Gated DeltaNet-2: Decoupling Erase and Write in Lin...

Gated DeltaNet-2: Decoupling Erase and Write in Lin... | AI Research

Key Takeaways

Gated DeltaNet-2 is a new recurrent attention layer designed to improve how large language models manage their internal memory.
Linear attention replaces the unbounded cache of softmax attention with a fixed-size recurrent state, reducing sequence mixing to linear time and decoding to constant memory.
The hard part is not just what to forget, but how to edit this compressed memory without scrambling existing associations.
Delta-rule models subtract the current read before writing a new value, and Kimi Delta Attention (KDA) sharpens forgetting with channel-wise decay.
But the active edit still uses a single scalar gate to control two different things: how much old content to erase on the key side and how much new content to commit on the value side.

Paper AbstractExpand

Linear attention replaces the unbounded cache of softmax attention with a fixed-size recurrent state, reducing sequence mixing to linear time and decoding to constant memory. The hard part is not just what to forget, but how to edit this compressed memory without scrambling existing associations. Delta-rule models subtract the current read before writing a new value, and Kimi Delta Attention (KDA) sharpens forgetting with channel-wise decay. But the active edit still uses a single scalar gate to control two different things: how much old content to erase on the key side and how much new content to commit on the value side. We introduce Gated DeltaNet-2, which generalizes both Gated DeltaNet and KDA by inheriting adaptive forgetting and channel-wise decay while addressing their shared limitation, the scalar tie between erasing and writing. Gated Delta Rule-2 separates these roles with a channel-wise erase gate b_t and a channel-wise write gate w_t, reducing to KDA when both gates collapse to the same scalar and to Gated DeltaNet when the decay also collapses. We derive a fast-weight update view, a chunkwise WY algorithm with channel-wise decay absorbed into asymmetric erase factors, and a gate-aware backward pass that preserves efficient parallel training. At 1.3B parameters trained on 100B FineWeb-Edu tokens, Gated DeltaNet-2 achieves the strongest overall results among Mamba-2, Gated DeltaNet, KDA, and Mamba-3 variants across language modeling, commonsense reasoning, and retrieval. Its advantage is most pronounced on long-context RULER needle-in-a-haystack benchmarks, where it improves the evaluated multi-key retrieval setting and remains strong in both recurrent and hybrid settings. Code is available at this https URL .

Gated DeltaNet-2 is a new recurrent attention layer designed to improve how large language models manage their internal memory. While standard Transformers use a massive, growing cache to remember information, linear attention models use a fixed-size "state" to store data. This makes them much faster and more memory-efficient, but it creates a bottleneck: the model struggles to update its memory without accidentally overwriting or "scrambling" important information it already knows.

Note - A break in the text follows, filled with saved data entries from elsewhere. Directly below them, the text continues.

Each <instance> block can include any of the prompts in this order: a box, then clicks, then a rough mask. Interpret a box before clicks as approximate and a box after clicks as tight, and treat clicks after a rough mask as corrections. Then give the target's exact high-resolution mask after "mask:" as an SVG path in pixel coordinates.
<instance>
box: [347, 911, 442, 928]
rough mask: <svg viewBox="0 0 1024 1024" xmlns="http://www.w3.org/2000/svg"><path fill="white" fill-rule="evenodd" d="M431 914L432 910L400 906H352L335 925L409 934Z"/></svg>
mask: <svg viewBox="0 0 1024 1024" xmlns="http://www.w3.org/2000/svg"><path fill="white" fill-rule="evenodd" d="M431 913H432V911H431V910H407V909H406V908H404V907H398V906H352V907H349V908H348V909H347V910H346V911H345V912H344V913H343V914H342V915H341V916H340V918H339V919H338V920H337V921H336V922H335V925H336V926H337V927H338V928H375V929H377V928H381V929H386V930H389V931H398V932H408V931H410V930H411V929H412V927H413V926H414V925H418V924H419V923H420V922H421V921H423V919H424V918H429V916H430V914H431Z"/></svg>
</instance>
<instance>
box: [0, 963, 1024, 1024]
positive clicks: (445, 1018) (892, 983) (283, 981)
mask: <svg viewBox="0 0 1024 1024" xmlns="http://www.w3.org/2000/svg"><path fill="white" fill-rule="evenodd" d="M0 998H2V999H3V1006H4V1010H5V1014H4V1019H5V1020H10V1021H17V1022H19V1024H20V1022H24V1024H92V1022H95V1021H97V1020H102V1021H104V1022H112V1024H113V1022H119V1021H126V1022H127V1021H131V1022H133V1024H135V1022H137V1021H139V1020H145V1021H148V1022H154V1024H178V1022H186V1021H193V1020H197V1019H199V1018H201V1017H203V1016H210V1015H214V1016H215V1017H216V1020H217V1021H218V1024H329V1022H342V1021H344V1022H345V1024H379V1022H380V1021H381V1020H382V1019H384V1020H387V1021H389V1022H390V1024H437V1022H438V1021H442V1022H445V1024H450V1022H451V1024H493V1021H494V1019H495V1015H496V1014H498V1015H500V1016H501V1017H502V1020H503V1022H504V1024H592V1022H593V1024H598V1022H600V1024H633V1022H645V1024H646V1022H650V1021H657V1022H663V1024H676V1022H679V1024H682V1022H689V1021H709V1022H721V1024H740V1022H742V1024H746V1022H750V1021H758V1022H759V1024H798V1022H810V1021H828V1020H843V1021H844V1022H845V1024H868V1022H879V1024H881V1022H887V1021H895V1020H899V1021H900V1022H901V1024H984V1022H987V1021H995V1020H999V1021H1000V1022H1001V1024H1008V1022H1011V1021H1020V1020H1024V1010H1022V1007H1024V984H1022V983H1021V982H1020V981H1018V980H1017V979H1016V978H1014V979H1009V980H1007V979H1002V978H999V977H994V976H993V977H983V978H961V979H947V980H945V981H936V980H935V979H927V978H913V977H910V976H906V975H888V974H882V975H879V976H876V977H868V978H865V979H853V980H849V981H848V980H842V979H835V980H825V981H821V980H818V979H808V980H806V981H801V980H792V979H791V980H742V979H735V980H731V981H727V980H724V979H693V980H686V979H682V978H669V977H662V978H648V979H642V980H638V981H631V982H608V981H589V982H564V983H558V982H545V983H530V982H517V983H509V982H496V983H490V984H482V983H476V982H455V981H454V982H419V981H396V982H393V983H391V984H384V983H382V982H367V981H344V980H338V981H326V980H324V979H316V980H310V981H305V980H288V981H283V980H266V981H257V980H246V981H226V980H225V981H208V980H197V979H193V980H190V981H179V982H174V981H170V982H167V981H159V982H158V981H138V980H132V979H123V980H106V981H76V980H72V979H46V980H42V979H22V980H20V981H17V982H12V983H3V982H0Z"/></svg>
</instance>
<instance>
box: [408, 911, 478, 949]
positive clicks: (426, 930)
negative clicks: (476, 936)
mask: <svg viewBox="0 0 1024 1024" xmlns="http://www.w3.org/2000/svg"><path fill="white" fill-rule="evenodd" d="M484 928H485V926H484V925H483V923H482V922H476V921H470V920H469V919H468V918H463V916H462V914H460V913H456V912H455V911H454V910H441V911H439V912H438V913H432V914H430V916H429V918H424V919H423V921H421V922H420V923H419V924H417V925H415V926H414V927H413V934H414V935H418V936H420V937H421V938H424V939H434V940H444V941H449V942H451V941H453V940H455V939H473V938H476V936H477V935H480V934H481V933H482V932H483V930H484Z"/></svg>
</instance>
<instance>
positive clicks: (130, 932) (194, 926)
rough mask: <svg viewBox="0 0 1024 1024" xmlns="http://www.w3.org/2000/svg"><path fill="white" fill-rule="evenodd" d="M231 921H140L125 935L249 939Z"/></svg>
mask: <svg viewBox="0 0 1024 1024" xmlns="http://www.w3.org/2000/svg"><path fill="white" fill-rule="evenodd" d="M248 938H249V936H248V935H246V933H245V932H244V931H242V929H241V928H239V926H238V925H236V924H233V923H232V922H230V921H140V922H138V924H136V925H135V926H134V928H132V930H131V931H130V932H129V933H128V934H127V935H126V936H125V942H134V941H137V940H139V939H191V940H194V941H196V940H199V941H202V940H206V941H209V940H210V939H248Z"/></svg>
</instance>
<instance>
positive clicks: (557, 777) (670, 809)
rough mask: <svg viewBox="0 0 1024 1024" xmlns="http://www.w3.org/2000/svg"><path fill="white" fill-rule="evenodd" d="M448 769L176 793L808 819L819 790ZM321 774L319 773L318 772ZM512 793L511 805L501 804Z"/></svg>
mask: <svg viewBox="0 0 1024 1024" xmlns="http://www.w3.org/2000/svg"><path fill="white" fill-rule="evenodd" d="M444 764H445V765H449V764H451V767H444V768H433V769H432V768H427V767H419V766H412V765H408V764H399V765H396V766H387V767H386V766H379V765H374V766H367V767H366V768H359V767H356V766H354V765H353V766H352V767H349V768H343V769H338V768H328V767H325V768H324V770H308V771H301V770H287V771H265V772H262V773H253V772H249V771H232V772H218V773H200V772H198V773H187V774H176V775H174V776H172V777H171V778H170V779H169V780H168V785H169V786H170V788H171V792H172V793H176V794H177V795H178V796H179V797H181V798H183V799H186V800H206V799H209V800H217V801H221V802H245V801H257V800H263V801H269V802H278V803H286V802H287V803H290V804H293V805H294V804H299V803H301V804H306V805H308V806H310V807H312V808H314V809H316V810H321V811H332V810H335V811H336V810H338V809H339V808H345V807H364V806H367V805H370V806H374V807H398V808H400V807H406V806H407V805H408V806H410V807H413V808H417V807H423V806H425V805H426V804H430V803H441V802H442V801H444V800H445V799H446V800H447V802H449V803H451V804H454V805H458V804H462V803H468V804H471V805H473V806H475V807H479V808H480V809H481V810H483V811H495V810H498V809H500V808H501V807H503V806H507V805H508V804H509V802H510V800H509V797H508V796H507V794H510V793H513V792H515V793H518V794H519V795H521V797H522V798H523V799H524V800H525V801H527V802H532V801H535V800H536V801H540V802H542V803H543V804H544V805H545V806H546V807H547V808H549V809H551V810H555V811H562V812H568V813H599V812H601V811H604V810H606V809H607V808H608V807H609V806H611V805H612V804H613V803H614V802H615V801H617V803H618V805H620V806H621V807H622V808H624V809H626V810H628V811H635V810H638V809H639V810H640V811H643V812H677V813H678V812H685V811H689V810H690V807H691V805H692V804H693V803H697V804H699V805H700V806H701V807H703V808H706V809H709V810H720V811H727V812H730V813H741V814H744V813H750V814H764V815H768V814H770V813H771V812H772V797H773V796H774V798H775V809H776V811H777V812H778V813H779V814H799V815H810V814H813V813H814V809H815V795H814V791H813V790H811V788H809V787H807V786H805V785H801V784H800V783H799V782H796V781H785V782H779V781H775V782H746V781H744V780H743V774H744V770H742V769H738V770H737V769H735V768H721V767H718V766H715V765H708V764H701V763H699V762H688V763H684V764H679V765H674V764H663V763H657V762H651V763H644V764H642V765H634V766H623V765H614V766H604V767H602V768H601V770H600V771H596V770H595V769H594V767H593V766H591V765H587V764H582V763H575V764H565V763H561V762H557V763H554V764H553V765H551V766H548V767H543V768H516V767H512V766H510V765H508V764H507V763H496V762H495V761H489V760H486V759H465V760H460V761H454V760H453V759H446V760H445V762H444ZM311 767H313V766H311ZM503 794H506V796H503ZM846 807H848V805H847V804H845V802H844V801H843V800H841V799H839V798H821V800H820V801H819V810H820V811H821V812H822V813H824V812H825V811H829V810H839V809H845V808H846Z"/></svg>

Gated DeltaNet-2 solves this by allowing the model to independently control how it removes old, irrelevant information and how it commits new, useful information.

The Problem with Tied Memory Updates

In previous models like Gated DeltaNet and Kimi Delta Attention (KDA), the process of "erasing" old memories and "writing" new ones was tied together by a single scalar value. This meant the model had to use the same gate to decide both how much old content to remove and how much new content to add. Because erasing and writing are fundamentally different operations—one happens on the key side of the memory and the other on the value side—this "scalar tie" acted as a significant restriction, often leading to interference between competing pieces of information.

Decoupling Erase and Write

Gated DeltaNet-2 introduces a more flexible approach called the "Gated Delta Rule-2." Instead of a single scalar, the model uses two separate, channel-wise gates: an erase gate and a write gate. This allows the model to be highly surgical. It can clear out specific stale associations from the memory using the erase gate while simultaneously inserting only the specific value channels that need to be preserved using the write gate. By separating these roles, the model can maintain a much cleaner and more accurate internal state, even when dealing with long sequences of complex information.

Stronger Performance in Long-Context Tasks

When tested on a 1.3B parameter scale, Gated DeltaNet-2 outperformed several established models, including Mamba-2, Gated DeltaNet, and KDA. Its advantages were most apparent in long-context retrieval tasks, such as the "needle-in-a-haystack" benchmark. The model proved particularly effective at multi-key retrieval, where it had to distinguish between many competing associations stored in its fixed-size memory. These results suggest that by decoupling the memory edit process, the model significantly reduces the interference that typically plagues fixed-state recurrent systems.

Efficient Training and Implementation

Despite the added complexity of having two separate gates, Gated DeltaNet-2 remains highly efficient for training. The researchers derived a "chunkwise" algorithm that allows the model to process data in parallel, similar to existing efficient delta-rule kernels. By absorbing the channel-wise decay into the erase factors, the model maintains a compact structure that maps well to modern hardware accelerators. This ensures that the performance gains in accuracy and memory management do not come at the cost of training speed.